At any given time, one ZooKeeper client is connected to one ZooKeeper server. Each ZooKeeper server can handle a large number of client connections at the same time. Each client periodically sends pings(also know  as heartbeat ) to the ZooKeeper server it is connected to let it know that it is alive and connected. The ZooKeeper server revert with an acknowledgment of the ping, indicating the server is alive as well. When the client does not receive an acknowledgment from the server within the specified time, the client connects to another server in the cluster, and the client session is transparently transferred over to the new ZooKeeper server.

Figure below shows the client-server architecture of ZooKeeper.

Applications of ZooKeeper

ZooKeeper has variety of practical applications. We will list some of those applications here. Most of these uses have been taken from the Apache ZooKeeper wiki.

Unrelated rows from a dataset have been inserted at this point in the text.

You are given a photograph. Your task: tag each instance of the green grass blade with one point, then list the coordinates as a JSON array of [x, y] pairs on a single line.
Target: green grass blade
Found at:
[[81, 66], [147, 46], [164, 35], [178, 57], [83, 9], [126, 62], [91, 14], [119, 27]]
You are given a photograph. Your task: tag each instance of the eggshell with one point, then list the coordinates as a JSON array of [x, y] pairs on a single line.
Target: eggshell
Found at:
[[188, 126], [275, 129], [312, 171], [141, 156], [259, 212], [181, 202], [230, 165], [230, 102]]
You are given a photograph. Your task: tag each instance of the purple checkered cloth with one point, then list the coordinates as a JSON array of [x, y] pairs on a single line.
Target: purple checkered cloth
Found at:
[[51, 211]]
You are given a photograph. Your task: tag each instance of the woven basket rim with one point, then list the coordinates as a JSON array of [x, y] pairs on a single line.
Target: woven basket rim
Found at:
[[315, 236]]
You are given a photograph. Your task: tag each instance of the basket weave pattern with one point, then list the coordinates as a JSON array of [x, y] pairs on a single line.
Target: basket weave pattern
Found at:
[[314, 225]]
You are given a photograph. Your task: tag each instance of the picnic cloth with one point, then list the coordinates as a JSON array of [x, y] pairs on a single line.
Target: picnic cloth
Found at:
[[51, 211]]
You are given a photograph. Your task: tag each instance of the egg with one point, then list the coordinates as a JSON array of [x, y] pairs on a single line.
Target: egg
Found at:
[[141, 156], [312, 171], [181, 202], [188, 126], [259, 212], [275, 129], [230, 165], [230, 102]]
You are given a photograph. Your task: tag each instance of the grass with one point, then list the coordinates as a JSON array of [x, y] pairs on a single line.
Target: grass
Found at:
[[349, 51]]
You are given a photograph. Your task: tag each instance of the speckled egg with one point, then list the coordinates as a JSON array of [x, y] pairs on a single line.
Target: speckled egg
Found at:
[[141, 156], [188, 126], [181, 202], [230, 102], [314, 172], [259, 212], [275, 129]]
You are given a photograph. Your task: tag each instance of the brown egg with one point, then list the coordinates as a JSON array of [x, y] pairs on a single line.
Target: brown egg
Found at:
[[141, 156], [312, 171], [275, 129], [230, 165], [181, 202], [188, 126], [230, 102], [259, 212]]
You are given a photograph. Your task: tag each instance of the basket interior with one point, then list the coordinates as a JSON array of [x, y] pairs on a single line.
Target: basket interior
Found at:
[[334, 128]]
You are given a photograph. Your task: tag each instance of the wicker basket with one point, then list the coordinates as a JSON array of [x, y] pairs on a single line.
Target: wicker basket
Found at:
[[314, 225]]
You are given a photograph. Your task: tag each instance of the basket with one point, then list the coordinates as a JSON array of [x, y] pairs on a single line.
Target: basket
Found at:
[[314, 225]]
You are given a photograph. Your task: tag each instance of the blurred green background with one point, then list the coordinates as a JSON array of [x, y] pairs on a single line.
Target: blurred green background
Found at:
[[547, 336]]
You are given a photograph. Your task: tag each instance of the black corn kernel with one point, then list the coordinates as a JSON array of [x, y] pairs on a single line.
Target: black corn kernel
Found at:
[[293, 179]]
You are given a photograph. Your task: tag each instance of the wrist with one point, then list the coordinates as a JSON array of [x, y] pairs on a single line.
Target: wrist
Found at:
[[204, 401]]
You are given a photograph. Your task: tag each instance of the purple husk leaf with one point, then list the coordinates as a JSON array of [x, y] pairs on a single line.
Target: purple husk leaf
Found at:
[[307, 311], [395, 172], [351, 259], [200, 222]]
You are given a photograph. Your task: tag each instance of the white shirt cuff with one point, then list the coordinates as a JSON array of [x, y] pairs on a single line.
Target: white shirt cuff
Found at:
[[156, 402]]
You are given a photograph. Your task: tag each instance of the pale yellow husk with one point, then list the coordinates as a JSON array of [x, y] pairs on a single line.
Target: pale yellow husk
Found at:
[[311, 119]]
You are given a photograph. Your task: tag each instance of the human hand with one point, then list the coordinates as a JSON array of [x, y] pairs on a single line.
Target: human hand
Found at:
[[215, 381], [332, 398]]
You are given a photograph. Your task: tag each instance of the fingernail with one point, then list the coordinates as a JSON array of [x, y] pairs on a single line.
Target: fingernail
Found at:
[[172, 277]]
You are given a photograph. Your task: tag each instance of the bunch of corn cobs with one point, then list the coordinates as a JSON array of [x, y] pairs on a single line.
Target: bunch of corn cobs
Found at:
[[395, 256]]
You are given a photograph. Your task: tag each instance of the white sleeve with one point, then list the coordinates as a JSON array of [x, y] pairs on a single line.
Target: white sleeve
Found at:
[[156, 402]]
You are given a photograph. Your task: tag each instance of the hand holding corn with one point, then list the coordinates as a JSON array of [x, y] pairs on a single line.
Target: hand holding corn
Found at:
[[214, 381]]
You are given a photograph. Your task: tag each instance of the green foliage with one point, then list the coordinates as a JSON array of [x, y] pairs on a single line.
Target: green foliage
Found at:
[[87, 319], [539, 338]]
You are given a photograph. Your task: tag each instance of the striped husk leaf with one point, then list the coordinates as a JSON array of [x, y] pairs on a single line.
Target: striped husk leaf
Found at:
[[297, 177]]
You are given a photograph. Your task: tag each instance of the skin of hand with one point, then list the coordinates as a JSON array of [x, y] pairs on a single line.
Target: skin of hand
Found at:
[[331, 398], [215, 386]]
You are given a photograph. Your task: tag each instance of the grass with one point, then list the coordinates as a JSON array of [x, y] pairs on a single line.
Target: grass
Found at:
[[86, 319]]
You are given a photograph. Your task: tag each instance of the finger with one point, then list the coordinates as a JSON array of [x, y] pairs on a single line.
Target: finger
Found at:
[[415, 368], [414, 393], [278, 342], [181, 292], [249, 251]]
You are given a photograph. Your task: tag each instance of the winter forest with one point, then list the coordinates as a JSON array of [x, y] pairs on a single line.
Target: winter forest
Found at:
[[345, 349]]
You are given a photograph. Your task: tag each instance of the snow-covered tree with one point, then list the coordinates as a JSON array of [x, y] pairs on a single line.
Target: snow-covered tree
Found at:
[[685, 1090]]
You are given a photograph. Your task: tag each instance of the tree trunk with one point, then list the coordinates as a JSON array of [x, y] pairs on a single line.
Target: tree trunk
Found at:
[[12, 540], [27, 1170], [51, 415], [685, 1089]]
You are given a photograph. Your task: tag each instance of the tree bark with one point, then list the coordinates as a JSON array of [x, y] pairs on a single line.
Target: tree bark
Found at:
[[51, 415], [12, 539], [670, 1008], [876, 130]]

  • ZooKeeper helps for automatic fail-over of Hadoop HDFS Namenode and for the high availability of YARN ResourceManager.
  • Apache HBase is a distributed database built on Hadoop, uses ZooKeeper for master election, lease management and other communication between region servers.
  • Apache Accumulo, another sorted distributed key/value store is built on top of Apache ZooKeeper (and Apache Hadoop).
  • For leader election and centralized configuration Apache Solr uses ZooKeeper.
  • Apache Mesos is a cluster manager that provides efficient resource isolation and sharing across distributed applications. It uses ZooKeeper for fault-tolerant replicated master.
  • Neo4j is a distributed graph database that uses ZooKeeper for write master selection and read slave coordination.
  • Cloudera Search integrates search functionality (via Apache Solr) with Apache Hadoop using ZooKeeper for centralized configuration management.

Conclusion

Apache ZooKeeper is a high-performance coordination server for distributed applications. It gives a simple interface to expose common services — such as naming and configuration management, synchronization, and group services,relieving the user from the need to program from scratch. Zookeeper comes with off-the-shelf support for implementing consensus, leader election,group management, and presence protocols.